Double-blind — participant and investigator blinded. Gold standard for drug trials. Requires matched placebo or double-dummy technique.
Triple-blind — adds blinding of outcome assessors or data analysts.
Blinding adequacy should be assessed (e.g., James blinding index, Bang blinding index).
Analysis Populations
Intention-to-Treat (ITT)
All participants analyzed in their randomized group regardless of adherence, crossover, or withdrawal. Preserves the benefits of randomization. Conservative for superiority trials (biases toward null). The full ITT requires no exclusions; the modified ITT (mITT) may exclude participants who never received treatment or lack any post-baseline data.
Per-Protocol (PP)
Includes only participants who completed the study without major protocol deviations. Susceptible to bias because deviation is often related to treatment. Important as a sensitivity analysis.

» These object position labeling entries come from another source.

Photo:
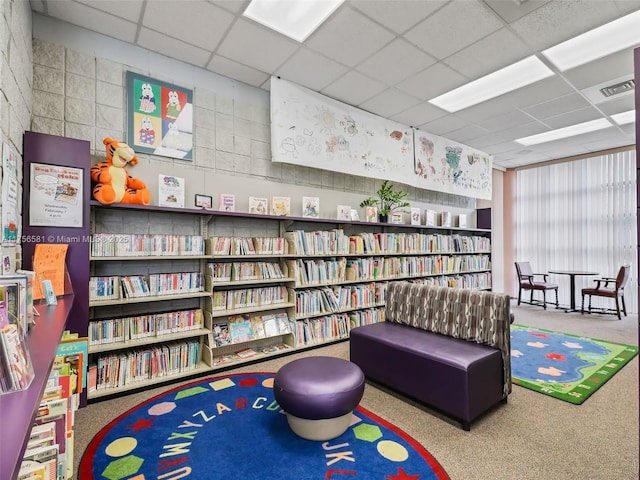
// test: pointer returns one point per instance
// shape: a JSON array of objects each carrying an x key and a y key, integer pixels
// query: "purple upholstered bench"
[
  {"x": 448, "y": 348},
  {"x": 318, "y": 394}
]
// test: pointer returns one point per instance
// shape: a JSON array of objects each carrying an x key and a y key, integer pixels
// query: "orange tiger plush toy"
[{"x": 113, "y": 183}]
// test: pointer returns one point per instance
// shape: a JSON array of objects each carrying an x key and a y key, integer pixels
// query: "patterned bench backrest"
[{"x": 473, "y": 315}]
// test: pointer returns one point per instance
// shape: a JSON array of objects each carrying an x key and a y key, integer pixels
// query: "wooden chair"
[
  {"x": 610, "y": 288},
  {"x": 527, "y": 280}
]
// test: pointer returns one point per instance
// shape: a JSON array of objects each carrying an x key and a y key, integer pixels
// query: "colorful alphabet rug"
[
  {"x": 231, "y": 427},
  {"x": 564, "y": 366}
]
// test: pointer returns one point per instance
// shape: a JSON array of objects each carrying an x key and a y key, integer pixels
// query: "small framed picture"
[{"x": 204, "y": 201}]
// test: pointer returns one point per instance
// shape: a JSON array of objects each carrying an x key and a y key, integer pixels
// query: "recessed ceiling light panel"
[
  {"x": 624, "y": 117},
  {"x": 296, "y": 19},
  {"x": 519, "y": 74},
  {"x": 597, "y": 43},
  {"x": 565, "y": 132}
]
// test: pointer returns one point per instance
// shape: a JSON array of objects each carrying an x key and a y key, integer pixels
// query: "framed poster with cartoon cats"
[{"x": 159, "y": 117}]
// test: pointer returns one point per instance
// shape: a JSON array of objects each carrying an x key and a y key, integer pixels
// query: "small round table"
[
  {"x": 319, "y": 394},
  {"x": 572, "y": 284}
]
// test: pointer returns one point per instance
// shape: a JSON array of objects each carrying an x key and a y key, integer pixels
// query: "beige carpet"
[{"x": 532, "y": 437}]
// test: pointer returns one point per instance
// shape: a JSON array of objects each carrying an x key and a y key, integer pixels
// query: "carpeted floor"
[
  {"x": 236, "y": 417},
  {"x": 532, "y": 437}
]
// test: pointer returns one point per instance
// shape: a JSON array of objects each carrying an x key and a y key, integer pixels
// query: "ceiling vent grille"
[{"x": 618, "y": 88}]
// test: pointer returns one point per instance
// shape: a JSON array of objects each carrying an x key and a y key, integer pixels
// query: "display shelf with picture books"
[
  {"x": 146, "y": 323},
  {"x": 324, "y": 275},
  {"x": 42, "y": 342}
]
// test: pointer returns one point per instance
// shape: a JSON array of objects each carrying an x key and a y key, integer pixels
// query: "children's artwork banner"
[
  {"x": 159, "y": 117},
  {"x": 313, "y": 130}
]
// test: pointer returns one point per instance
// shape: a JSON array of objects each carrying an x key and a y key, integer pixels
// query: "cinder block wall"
[
  {"x": 15, "y": 101},
  {"x": 81, "y": 95}
]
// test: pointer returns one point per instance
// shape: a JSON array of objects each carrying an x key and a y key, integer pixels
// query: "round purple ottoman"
[{"x": 318, "y": 395}]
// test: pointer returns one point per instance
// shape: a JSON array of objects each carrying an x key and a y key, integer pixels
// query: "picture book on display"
[
  {"x": 415, "y": 216},
  {"x": 258, "y": 205},
  {"x": 430, "y": 217},
  {"x": 311, "y": 207},
  {"x": 280, "y": 206},
  {"x": 240, "y": 328},
  {"x": 343, "y": 212},
  {"x": 371, "y": 213},
  {"x": 221, "y": 334},
  {"x": 396, "y": 217},
  {"x": 227, "y": 202}
]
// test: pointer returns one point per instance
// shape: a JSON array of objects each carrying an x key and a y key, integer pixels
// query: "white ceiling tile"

For Non-Inferiority Trials
Both ITT and PP must be presented. ITT is NOT conservative for NI (non-adherence dilutes differences, pushing toward NI conclusion). Concordance between ITT and PP strengthens conclusions.
Trial Architectures
Parallel Group
Most common. Each participant receives one treatment. Simple analysis but requires larger sample sizes than crossover designs for the same power.
Crossover
Each participant receives all treatments in sequence. See dedicated crossover-trials skill for details.
Factorial Design
Tests two or more interventions simultaneously in a single trial. A 2x2 factorial tests interventions A and B: participants receive A alone, B alone, both, or neither. Efficient when no interaction exists — effectively runs two trials for the cost of one. If interaction is present, interpretation becomes complex and the trial is underpowered for interaction testing.
Cluster Randomized
Unit of randomization is a group. Used when individual randomization is impractical (e.g., policy interventions, infection control). Key considerations: ICC estimation, variable cluster sizes (coefficient of variation), analysis must account for clustering (GEE, mixed models), fewer clusters is a bigger problem than fewer individuals per cluster.

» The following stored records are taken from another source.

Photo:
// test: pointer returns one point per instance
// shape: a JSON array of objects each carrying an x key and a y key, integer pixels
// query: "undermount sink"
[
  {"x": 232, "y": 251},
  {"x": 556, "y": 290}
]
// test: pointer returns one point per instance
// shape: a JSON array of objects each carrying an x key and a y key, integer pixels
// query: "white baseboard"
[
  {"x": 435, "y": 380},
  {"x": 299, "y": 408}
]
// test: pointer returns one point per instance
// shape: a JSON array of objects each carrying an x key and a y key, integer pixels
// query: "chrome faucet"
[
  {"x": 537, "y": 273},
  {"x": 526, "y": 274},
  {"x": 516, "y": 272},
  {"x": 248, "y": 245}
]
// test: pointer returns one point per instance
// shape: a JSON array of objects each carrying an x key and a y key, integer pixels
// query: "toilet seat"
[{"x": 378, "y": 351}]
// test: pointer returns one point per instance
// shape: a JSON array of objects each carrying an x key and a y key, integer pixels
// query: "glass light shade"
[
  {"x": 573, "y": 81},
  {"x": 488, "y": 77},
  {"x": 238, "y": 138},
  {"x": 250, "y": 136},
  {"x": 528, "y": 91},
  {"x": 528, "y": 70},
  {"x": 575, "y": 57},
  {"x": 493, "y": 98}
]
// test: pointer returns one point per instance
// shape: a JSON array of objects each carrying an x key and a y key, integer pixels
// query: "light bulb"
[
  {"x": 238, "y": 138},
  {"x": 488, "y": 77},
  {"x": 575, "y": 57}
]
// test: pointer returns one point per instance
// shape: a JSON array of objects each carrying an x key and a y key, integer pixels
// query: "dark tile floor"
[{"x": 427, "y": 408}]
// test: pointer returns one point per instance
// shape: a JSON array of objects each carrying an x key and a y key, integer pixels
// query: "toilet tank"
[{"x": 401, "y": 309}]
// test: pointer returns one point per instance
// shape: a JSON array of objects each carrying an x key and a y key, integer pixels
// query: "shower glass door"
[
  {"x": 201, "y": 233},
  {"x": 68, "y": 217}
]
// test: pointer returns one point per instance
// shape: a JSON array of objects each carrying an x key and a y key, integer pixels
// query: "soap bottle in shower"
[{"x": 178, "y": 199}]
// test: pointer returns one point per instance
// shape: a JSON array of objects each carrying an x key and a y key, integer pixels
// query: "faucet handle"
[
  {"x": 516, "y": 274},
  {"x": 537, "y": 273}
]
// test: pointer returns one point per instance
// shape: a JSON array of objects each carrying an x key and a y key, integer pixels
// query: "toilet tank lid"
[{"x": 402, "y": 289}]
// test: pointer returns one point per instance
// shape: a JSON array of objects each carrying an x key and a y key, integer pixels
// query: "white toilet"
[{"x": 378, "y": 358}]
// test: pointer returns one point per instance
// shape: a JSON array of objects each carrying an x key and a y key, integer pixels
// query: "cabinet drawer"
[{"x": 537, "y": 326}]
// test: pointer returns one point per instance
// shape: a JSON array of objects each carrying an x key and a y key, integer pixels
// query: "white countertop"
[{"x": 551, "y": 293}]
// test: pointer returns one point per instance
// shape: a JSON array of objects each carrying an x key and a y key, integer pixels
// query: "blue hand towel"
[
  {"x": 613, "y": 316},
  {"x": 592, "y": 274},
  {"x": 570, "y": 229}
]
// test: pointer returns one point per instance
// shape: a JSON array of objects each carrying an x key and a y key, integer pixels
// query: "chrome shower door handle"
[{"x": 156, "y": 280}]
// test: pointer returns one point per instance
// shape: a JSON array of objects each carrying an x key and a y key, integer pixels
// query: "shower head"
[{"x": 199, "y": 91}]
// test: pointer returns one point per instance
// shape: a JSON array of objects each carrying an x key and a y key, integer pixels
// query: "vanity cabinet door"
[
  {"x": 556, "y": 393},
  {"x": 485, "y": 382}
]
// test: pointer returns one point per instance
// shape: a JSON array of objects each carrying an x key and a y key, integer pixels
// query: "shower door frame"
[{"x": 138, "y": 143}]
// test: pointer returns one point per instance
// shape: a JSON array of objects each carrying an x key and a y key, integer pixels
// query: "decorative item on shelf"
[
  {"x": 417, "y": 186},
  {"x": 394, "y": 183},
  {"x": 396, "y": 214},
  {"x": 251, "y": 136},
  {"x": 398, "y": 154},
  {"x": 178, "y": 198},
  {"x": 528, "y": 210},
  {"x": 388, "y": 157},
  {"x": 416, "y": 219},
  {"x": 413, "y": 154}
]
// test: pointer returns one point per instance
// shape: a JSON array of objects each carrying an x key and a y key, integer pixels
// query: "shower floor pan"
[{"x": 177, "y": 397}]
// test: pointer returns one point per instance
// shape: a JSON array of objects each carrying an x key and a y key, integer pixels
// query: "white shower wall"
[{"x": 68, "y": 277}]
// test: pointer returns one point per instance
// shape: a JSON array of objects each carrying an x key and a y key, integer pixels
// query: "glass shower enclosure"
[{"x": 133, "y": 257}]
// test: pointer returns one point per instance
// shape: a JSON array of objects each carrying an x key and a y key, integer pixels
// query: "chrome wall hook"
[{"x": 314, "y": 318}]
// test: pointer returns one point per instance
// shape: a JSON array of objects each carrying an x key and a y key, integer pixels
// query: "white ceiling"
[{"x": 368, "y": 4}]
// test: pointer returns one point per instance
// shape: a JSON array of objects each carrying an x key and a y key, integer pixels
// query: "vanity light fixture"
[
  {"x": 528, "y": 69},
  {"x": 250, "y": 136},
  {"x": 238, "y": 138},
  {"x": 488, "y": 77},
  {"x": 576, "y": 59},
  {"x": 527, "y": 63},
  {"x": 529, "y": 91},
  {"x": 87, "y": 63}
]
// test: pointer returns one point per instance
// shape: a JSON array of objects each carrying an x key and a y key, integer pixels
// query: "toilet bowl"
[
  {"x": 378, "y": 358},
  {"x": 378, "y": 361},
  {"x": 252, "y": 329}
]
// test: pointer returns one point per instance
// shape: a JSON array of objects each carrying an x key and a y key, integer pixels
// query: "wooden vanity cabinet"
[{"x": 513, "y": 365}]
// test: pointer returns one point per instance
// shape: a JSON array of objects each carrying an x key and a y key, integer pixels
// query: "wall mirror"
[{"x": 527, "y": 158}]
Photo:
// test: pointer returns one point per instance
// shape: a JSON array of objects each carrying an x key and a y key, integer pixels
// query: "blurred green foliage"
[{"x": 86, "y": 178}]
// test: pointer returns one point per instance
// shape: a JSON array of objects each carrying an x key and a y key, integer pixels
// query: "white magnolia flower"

Superiority, Non-Inferiority, and Equivalence
Superiority
Tests whether experimental treatment is better than control. Two-sided test: H0: difference = 0. One-sided is rarely acceptable unless strong biological rationale.
Non-Inferiority
Tests whether experimental treatment is not unacceptably worse than active control. See dedicated non-inferiority-trials skill.
Equivalence
Tests whether two treatments produce the same effect within a defined margin. Uses two one-sided tests (TOST). Common in bioequivalence studies (80-125% for AUC and Cmax). Distinct from non-inferiority — equivalence requires ruling out both directions.

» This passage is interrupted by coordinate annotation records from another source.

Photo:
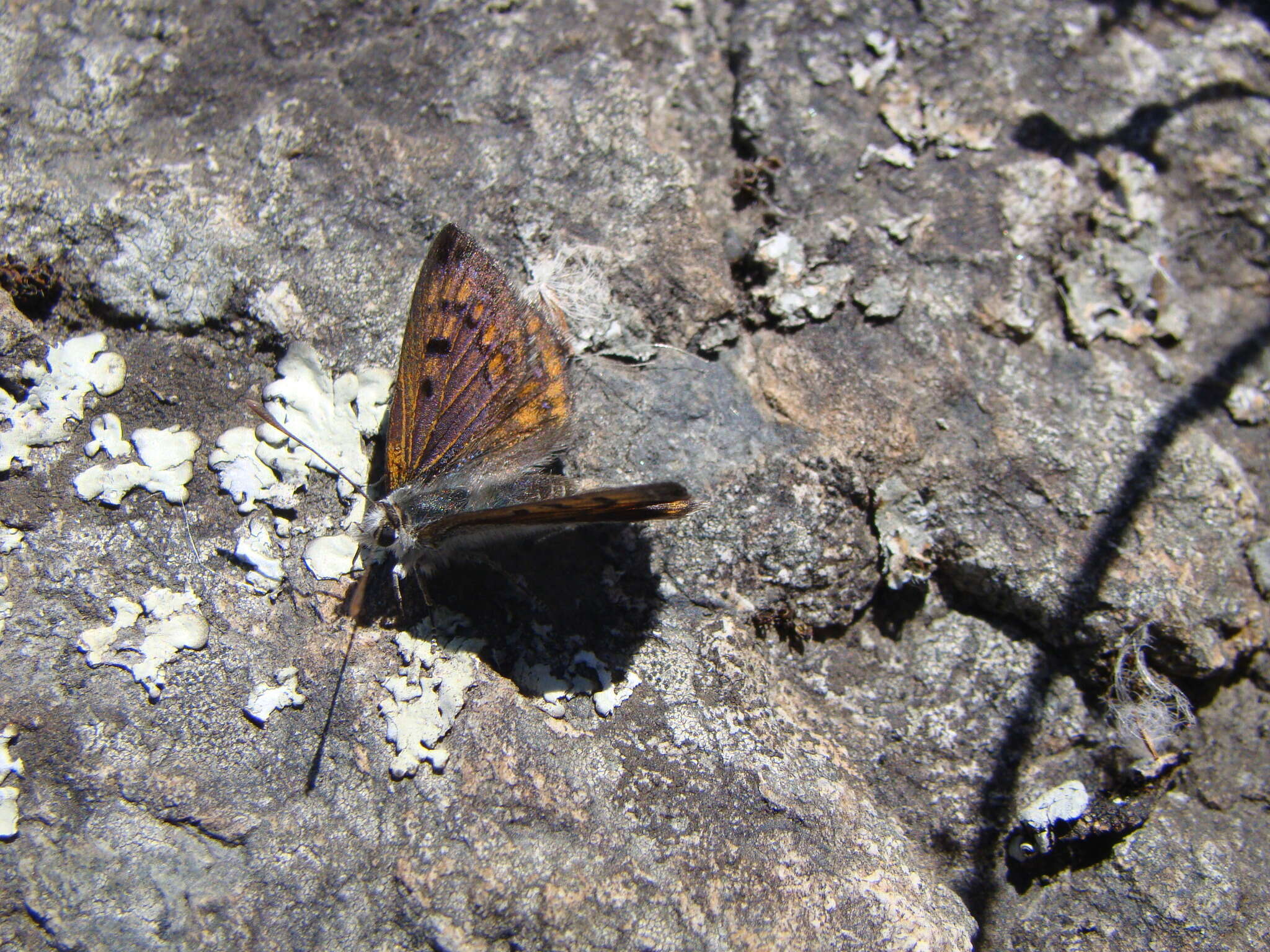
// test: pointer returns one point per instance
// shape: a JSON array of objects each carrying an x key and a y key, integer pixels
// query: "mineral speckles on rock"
[
  {"x": 1052, "y": 811},
  {"x": 173, "y": 624},
  {"x": 796, "y": 293},
  {"x": 586, "y": 677}
]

CONSORT Reporting Standards
The CONSORT 2010 statement provides a 25-item checklist and flow diagram for transparent reporting of RCTs.
Key CONSORT requirements:
Title identifies study as randomized
Structured abstract with trial design, methods, results, conclusions
Scientific background and rationale
Specific objectives and hypotheses
Eligibility criteria and settings
Precisely defined interventions
Pre-specified primary and secondary outcomes with measurement timing
Selective outcome reporting — compare published results against registered protocol. All pre-specified outcomes must be reported.
Composite endpoints — components should be of similar clinical importance, occur at similar frequency, and be similarly affected by treatment. Driven by a single component is misleading.
Regulatory Considerations
Two adequate and well-controlled trials historically required by FDA (21 CFR 314.126), though single pivotal trials accepted with robust evidence.
EMA accepts single pivotal trial more readily if supported by additional evidence.
ICH E9 (Statistical Principles for Clinical Trials) and E9(R1) (Estimands) are foundational guidance documents.
Pre-specification of the statistical analysis plan (SAP) before unblinding is essential.